The Price of Children: Stolen Lives in a Land Without Choice

Published in 2024
8 hours and 7 minutes
302 pages

epub

audiobook



Maria Laurino was born and raised in northern New Jersey. She is a graduate of Georgetown University, where she received a B.A. in English and government, and of New York University, where she received an M.A. in English and American literature. She began her career as a journalist for the Village Voice and later became the chief speechwriter to former New York City Mayor David N. Dinkins. Laurino examined ethnic identity in her first book, Were You Always an Italian?, which was published in 2000 and became a national bestseller. Her second book, Old World Daughter, New World Mother (2009), a meditation on contemporary feminism, describes the pull and tug of growing up in an Old World family that prized dependence even as she later embraced a New World feminism that championed personal autonomy. Laurino’s journalism has appeared in numerous publications, including The New York Times, Salon.com, and The Nation, and her essays have been widely anthologized, including in The Norton Reader. She teaches creative nonfiction at New York University.

What is this book about?
“I was spellbound . . . one of the best books I’ve recently read” —Elizabeth Strout, Pulitzer Prize–winning author of Olive Kittredge.

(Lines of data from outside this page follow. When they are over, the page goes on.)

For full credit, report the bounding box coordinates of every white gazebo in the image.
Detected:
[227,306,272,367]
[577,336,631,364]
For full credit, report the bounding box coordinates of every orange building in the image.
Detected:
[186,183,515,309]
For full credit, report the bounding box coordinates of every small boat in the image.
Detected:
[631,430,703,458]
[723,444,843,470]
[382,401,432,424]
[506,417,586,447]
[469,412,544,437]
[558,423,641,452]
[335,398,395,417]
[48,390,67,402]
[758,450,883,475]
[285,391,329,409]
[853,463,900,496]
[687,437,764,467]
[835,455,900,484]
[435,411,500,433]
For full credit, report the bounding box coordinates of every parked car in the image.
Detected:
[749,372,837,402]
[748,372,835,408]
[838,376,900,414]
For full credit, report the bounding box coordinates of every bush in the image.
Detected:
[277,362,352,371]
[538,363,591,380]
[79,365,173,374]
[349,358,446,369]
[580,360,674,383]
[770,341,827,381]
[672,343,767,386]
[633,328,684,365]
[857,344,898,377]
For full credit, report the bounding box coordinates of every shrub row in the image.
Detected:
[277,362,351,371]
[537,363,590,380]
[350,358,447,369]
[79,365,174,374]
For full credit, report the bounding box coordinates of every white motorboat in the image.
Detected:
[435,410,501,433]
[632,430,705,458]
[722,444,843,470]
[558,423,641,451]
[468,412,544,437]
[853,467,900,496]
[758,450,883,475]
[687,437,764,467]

A powerful church. An acquiescent government. In The Price of Children, investigative journalist Maria Laurino details the shocking story of mothers and children deceived and exploited as directed by the highest levels of the Vatican.

Between 1950 and 1970, the Vatican and the American Catholic Church sent nearly four thousand Italian children to the United States for adoption into “good” Catholic homes. With the religious stigma of unwed motherhood turning families against daughters and a Church and State wanting “illegitimate” children sent abroad, mothers were lied to, given forms to sign that they didn’t understand, or even told their baby had died, all to further supply this international adoption pipeline.

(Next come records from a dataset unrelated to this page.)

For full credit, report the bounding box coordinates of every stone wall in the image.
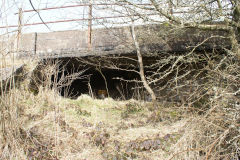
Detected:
[14,24,230,58]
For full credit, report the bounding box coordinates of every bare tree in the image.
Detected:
[130,21,157,103]
[91,0,239,102]
[90,1,240,158]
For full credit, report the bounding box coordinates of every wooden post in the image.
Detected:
[88,1,92,50]
[34,32,37,54]
[14,8,23,119]
[17,8,23,51]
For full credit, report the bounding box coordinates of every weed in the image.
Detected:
[121,102,143,118]
[76,108,91,117]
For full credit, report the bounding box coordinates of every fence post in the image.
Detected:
[17,8,23,52]
[88,1,92,50]
[34,32,37,54]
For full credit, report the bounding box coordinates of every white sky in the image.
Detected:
[0,0,232,35]
[0,0,159,34]
[0,0,94,34]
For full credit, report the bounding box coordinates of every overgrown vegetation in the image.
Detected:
[0,81,186,159]
[1,0,240,159]
[0,59,239,159]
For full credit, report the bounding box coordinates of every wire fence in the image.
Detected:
[0,2,230,29]
[0,2,167,48]
[1,3,154,29]
[0,1,231,49]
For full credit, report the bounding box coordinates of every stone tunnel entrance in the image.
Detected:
[53,57,145,100]
[30,53,211,102]
[60,67,141,100]
[31,56,152,100]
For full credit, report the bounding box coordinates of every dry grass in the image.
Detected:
[0,82,189,160]
[1,79,239,159]
[0,54,239,160]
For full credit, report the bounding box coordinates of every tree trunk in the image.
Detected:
[130,23,157,104]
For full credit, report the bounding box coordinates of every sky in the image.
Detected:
[0,0,230,35]
[0,0,94,34]
[0,0,148,34]
[0,0,159,35]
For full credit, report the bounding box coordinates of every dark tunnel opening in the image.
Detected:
[61,69,141,99]
[31,53,213,102]
[52,57,143,100]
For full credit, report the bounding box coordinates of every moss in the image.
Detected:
[169,111,178,118]
[163,22,169,27]
[121,102,143,118]
[76,108,91,117]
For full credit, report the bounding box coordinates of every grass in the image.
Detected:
[0,60,239,160]
[0,83,188,159]
[65,95,124,125]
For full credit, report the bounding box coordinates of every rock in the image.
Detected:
[0,64,26,93]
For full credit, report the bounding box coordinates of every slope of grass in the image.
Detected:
[1,61,239,160]
[0,84,189,160]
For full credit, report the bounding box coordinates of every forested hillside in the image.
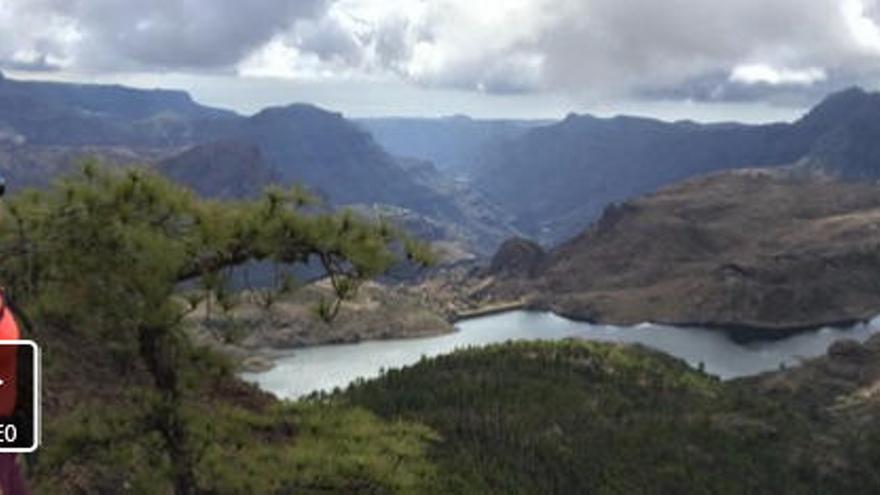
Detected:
[341,340,880,494]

Maria Laurino uncovers archival correspondence among priests who ran this program; provides testimonies from birth mothers and their adopted children; and with passion and insight, considers how the intersection of Catholicism, women, sex, and sin shaped private lives. The Price of Children is a moving and brilliant account about the tenacity of people searching for their origins and trying to answer long-buried questions. It is a chilling lesson for post-Dobbs America as the author describes the danger of a powerful church and acquiescent government dictating the shape of a woman’s life.